In the next Parliament Waller was classed by the Government as Opposition and by the 2nd Lord Egmont among the Prince’s supporters, which did not prevent him from applying to Newcastle for a company in the army for his eldest son.5 He gave up his seat in 1754, spending the rest of his life in retirement.

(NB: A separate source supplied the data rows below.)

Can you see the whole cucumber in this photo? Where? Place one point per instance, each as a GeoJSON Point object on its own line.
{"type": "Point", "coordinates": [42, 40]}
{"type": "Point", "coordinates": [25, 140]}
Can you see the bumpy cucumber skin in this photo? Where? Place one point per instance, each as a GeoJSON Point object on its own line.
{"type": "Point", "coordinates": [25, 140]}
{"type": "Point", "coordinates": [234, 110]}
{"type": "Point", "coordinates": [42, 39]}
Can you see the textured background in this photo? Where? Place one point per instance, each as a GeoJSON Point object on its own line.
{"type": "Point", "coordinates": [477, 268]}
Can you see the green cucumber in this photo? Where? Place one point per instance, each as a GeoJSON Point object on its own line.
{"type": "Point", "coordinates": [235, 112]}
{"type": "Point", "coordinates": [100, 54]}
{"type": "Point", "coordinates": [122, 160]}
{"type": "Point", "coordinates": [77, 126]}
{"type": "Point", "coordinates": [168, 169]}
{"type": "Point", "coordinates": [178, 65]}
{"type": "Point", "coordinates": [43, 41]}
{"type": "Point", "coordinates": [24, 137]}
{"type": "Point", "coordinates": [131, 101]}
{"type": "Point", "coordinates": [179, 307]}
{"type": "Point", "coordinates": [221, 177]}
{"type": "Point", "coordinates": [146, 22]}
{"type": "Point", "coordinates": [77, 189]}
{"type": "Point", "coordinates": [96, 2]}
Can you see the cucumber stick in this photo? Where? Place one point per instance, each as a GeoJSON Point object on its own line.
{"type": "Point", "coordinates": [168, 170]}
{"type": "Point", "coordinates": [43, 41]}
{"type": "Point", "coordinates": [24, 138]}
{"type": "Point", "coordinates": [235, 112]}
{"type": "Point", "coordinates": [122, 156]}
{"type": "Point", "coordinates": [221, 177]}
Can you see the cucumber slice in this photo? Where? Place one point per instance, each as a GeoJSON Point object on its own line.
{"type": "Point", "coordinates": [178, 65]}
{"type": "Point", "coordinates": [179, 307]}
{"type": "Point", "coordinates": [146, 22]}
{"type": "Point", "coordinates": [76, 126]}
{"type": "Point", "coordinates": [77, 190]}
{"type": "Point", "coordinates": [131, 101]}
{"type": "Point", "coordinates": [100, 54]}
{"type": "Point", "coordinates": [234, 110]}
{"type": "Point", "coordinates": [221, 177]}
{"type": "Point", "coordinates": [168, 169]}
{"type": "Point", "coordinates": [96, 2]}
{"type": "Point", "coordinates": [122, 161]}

Horace Walpole describes Waller as

a dull obscure person, of great application to figures and the revenue, which knowledge he could never communicate. He spoke with a tone which yet was the least cause of the unintelligibility of his speeches. Lord Chesterfield went for six weeks to his country house to be instructed in the public accounts, and when he came back said he had been beating his head against a Waller.6

He died as Apr. 1771.

Ref Volumes: 1715-1754

Author: Romney R. Sedgwick

Notes

  • 1. CJ, xix. 432, 519; Hist. Reg. 1721, p. 309 et seq.
  • 2. HMC Var. vi. 5.
  • 3. HMC Egmont Diary, iii. 250.
  • 4. Owen, Pelhams, 198-9; R. Glover, Mems. 30.
  • 5. 6 Nov. 1747, Add. 32713, f. 389.